Bimbo di 4 anni morto all’ospedale di Castelnovo ne’ Monti dopo un improvviso arresto cardio-respiratorio. Cause ancora da chiarire.
Un bimbo di 4 anni è morto all’ospedale Sant’Anna di Castelnovo ne’ Monti, sull’Appennino reggiano, dopo essere arrivato in pronto soccorso con sintomi compatibili con una gastroenterite. Il piccolo, residente in un comune montano della zona, era stato accompagnato dai genitori nella notte tra sabato 13 e domenica 14 giugno. Dopo il ricovero in pediatria e un iniziale miglioramento, le sue condizioni sono precipitate improvvisamente fino all’arresto cardio-respiratorio.

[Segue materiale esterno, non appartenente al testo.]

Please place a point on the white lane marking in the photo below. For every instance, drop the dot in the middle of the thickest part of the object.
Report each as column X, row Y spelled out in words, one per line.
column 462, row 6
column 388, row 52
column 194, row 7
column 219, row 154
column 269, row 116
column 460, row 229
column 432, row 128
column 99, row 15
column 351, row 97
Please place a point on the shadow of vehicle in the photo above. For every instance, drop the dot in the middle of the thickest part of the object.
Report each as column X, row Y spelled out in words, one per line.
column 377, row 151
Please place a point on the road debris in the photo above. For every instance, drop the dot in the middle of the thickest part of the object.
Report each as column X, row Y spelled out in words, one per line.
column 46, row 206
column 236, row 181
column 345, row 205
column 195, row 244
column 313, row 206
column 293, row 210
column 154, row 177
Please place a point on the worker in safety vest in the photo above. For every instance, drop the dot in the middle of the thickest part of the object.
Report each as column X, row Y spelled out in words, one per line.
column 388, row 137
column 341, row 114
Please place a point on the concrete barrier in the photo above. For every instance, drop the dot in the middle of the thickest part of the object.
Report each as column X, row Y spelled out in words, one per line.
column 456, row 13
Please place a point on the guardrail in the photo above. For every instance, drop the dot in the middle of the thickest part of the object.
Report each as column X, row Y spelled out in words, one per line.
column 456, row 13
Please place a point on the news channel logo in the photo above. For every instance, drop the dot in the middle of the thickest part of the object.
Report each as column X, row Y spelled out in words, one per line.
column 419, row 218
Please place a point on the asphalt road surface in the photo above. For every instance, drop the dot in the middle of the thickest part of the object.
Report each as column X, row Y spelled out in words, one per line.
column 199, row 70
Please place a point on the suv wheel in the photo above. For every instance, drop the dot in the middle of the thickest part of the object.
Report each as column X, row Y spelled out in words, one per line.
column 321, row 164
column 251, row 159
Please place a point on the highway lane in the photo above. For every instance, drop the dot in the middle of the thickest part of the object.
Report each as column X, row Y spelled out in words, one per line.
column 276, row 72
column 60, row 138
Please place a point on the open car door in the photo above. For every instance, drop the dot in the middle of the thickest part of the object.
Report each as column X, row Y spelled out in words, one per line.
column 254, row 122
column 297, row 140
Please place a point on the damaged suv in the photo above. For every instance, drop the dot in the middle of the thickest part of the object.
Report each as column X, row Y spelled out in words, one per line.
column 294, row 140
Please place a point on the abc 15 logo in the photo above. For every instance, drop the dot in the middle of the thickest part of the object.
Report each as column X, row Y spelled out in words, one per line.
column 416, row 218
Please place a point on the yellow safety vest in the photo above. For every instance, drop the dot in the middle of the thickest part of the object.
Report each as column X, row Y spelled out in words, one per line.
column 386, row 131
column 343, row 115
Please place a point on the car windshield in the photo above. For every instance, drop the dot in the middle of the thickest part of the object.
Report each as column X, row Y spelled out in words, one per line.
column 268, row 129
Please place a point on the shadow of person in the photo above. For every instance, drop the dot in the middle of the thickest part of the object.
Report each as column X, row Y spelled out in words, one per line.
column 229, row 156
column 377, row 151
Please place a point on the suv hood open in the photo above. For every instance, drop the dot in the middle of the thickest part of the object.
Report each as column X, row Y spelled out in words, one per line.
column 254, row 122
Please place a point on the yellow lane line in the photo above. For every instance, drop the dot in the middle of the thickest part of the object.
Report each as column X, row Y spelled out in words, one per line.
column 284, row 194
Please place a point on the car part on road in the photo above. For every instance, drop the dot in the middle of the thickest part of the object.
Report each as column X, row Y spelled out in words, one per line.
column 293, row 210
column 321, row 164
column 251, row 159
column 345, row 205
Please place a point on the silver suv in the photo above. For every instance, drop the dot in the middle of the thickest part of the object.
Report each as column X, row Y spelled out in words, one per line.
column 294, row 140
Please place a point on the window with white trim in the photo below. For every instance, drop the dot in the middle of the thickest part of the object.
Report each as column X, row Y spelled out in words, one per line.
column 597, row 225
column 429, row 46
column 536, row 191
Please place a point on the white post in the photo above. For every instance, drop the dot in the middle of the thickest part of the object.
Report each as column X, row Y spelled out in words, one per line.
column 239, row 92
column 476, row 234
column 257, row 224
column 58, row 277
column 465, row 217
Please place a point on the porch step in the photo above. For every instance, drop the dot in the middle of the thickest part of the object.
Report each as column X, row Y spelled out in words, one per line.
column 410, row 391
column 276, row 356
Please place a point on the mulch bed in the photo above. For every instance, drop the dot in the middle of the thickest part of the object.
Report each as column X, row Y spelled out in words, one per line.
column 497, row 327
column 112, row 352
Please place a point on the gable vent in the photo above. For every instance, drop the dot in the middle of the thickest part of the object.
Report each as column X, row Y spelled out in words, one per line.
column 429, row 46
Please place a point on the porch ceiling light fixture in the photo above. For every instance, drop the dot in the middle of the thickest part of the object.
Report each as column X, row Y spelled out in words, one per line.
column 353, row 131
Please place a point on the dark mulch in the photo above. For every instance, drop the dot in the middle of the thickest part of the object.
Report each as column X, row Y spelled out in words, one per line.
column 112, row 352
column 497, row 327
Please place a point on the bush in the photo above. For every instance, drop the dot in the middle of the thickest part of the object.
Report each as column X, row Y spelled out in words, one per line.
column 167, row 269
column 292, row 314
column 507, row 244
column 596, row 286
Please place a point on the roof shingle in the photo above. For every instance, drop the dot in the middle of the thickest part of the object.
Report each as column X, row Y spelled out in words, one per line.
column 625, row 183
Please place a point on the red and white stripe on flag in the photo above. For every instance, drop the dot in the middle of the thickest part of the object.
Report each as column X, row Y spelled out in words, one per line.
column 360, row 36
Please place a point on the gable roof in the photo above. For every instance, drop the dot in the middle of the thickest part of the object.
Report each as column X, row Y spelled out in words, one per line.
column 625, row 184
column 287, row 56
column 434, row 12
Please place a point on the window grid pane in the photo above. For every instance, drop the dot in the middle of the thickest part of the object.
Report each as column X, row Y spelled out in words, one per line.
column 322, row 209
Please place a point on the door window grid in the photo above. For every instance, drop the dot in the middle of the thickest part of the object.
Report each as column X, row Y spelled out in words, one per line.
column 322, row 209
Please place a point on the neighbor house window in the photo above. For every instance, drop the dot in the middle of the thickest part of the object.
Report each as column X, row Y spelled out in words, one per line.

L’Azienda USL IRCCS di Reggio Emilia ha attivato i protocolli previsti e disposto accertamenti per chiarire le cause del decesso.
La morte del bambino resta al momento senza una spiegazione definitiva. I medici avevano diagnosticato un episodio di gastroenterite e avviato una terapia reidratante, dopo gli accertamenti effettuati nelle prime ore dall’arrivo in ospedale. Secondo quanto comunicato dall’Azienda USL IRCCS di Reggio Emilia, non erano emerse alterazioni di rilievo né segnali tali da indicare un quadro clinico particolarmente grave.
Il piccolo era arrivato al pronto soccorso dell’ospedale Sant’Anna durante la notte, accompagnato dai genitori. La famiglia aveva riferito sintomi importanti, che non accennavano a diminuire. Dopo la valutazione iniziale, i sanitari avevano ricondotto il quadro a una gastroenterite e disposto il ricovero nel reparto di pediatria.
Durante le prime ore, il trattamento sembrava dare risultati. La terapia reidratante aveva portato a un graduale miglioramento delle condizioni del bambino, almeno nella fase iniziale. Proprio per questo il successivo peggioramento è apparso improvviso e particolarmente difficile da spiegare.
La situazione è cambiata nella giornata di domenica 14 giugno, quando il piccolo ha avuto un crollo repentino delle condizioni cliniche. L’Azienda USL IRCCS di Reggio Emilia ha spiegato: “Il bambino ha avuto un improvviso e repentino peggioramento clinico con arresto cardio-respiratorio”.
Dopo l’arresto cardio-respiratorio, il personale sanitario ha avviato immediatamente le manovre rianimatorie. Nell’intervento sono stati coinvolti diversi professionisti presenti nella struttura, tra cui medici anestesisti, pediatri e cardiologi. I tentativi di salvare il bambino sono andati avanti a lungo, con procedure anche ad alta complessità.
Nonostante gli sforzi dei sanitari, dopo oltre un’ora di manovre il decesso è stato dichiarato. La dinamica improvvisa e l’assenza, al momento, di una causa certa hanno reso necessari ulteriori approfondimenti.
L’ospedale ha richiesto un riscontro diagnostico sulla salma, con l’obiettivo di accertare che cosa abbia provocato il peggioramento improvviso e la morte del piccolo. Saranno questi accertamenti a chiarire se il decesso sia collegato a complicazioni non emerse nelle prime valutazioni o ad altri fattori clinici.
La Direzione dell’Azienda USL IRCCS di Reggio Emilia ha reso nota la vicenda e ha confermato l’attivazione dei protocolli necessari per ricostruire ogni fase dell’accaduto. L’obiettivo è verificare il percorso clinico del bambino, dalla presa in carico in pronto soccorso fino al ricovero e al successivo peggioramento.
La tragedia ha colpito profondamente la famiglia, che aveva portato il figlio in ospedale dopo il peggioramento dei sintomi. Il decesso, avvenuto a poche ore dall’arrivo nella struttura, ha aperto una fase di verifiche mediche indispensabili per dare risposte certe.
Nel comunicato diffuso dopo la morte del bambino, l’Azienda USL IRCCS di Reggio Emilia ha espresso vicinanza ai genitori: “Alla famiglia l’Azienda con tutti i suoi professionisti porge le più sentire condoglianze per la gravissima perdita”.